In order to accept this narrative, one must pointedly decline to ask all sorts of obvious questions. How does Marnie swing this, pulling off major robberies, then somehow establishing new identities (goodness—bank account? driver’s license?—those are just starters) short of Mafia-level connections and/or a Blofeld-style facial reconstruction? Were constabulary duties in the England of 1959 so unattended to? And what about this horse? Does Marnie somehow house and groom it from one identity to the next, or does she transform into owner and huntress for just this enactment? And the neighbor? She knew the ghastly truth all along, but didn’t tell anyone, let alone Marnie? To move on, let us stipulate a receptor not yet grown-up enough to notice such things, or willing to revert to that stage for the sake of being entertained. In a movie, this would involve submitting to shameless Hitchkockian flim-flam. In an opera, one would look to the music for something so enveloping, so powerfully illusionistic, that one lets go of common sense with nary a regret.
But something more would also be required, because we aren’t dealing here with a mere caper-movie script. Marnie’s malefactions notwithstanding, we are meant to invest in her, to care about whether or not she overcomes her demons, and if she does, to believe in the resolution. To some degree, we’re meant to root for Mark, too, which would require feeling his need for Marnie, or at least for marriage (he’s a widower). That, in turn, means pulling for them to become an authentic couple, and feeling a deep bittersweetness, perhaps a little Rosenkavalier-ish, at the end, as Marnie is “freed” though presumably on her way to a stiff sentence, while Mark is simply left in the dust (and, possibly, in some accessory-after-the-fact difficulty). And once again, in an opera, it’s the music that must accomplish most of this.

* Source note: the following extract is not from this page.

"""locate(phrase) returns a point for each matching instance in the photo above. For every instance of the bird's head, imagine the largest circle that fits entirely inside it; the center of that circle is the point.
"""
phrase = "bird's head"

And that’s where I’m perplexed. As in his previous opera produced by the Met, Two Boys, Muhly weaves an elaborate orchestral fabric that’s in skittery perpetual motion, with sonorities tending toward the range extremes. Firebird flits by early on, and hints of Respighi; there are upper woodwinds-and-chimes sorties, then splats and burps in the low brass. There’s no question of the composer’s technical command, just one of what dramatic end his command is intended to serve. The vocal setting is built up out of the lower range in calculated, abstract units, a sort of musical prefab, the “line readings” sounding like purely informational exchanges that sometimes signal a nervous urgency, but are without personal content. The unpoetic, denotational libretto is part of the problem, though it never poses the obstacles to word setting of, say, Peter Sellars’ transcribed recitations in Dr. Atomic, which a summit consultation among Mozart, Verdi, and Wagner could not have solved. But the music also fails to seize what opportunities it has. There is never the sense of an unstoppable emotion or action arising from within a character and demanding a form, but rather one of predetermined forms standing in for such emotions and actions. Nor is what’s cooking inside these people present in the music. The program synopsis informs us, for instance, that late in the show, Marnie is “fighting her growing feelings for Mark.” But I heard no feelings growing, or Marnie fighting against them. A couple of passages do threaten to break out into something more authentic: Mark’s efforts to get through to Marnie near the end of Act 1 begin to sound felt, and a scene in a psychoanalyst’s office (the one spot where the color-coded “alternate Marnies”—her other identities—have some theatrical payoff) seems set for either Freudian disclosures or dramatic resistance, without quite reaching either. But overall, the music’s feel is of craft for its own sake, of shapes and gestures as signifiers, of fashioning an abstract structure that serves as the simulacrum of an opera.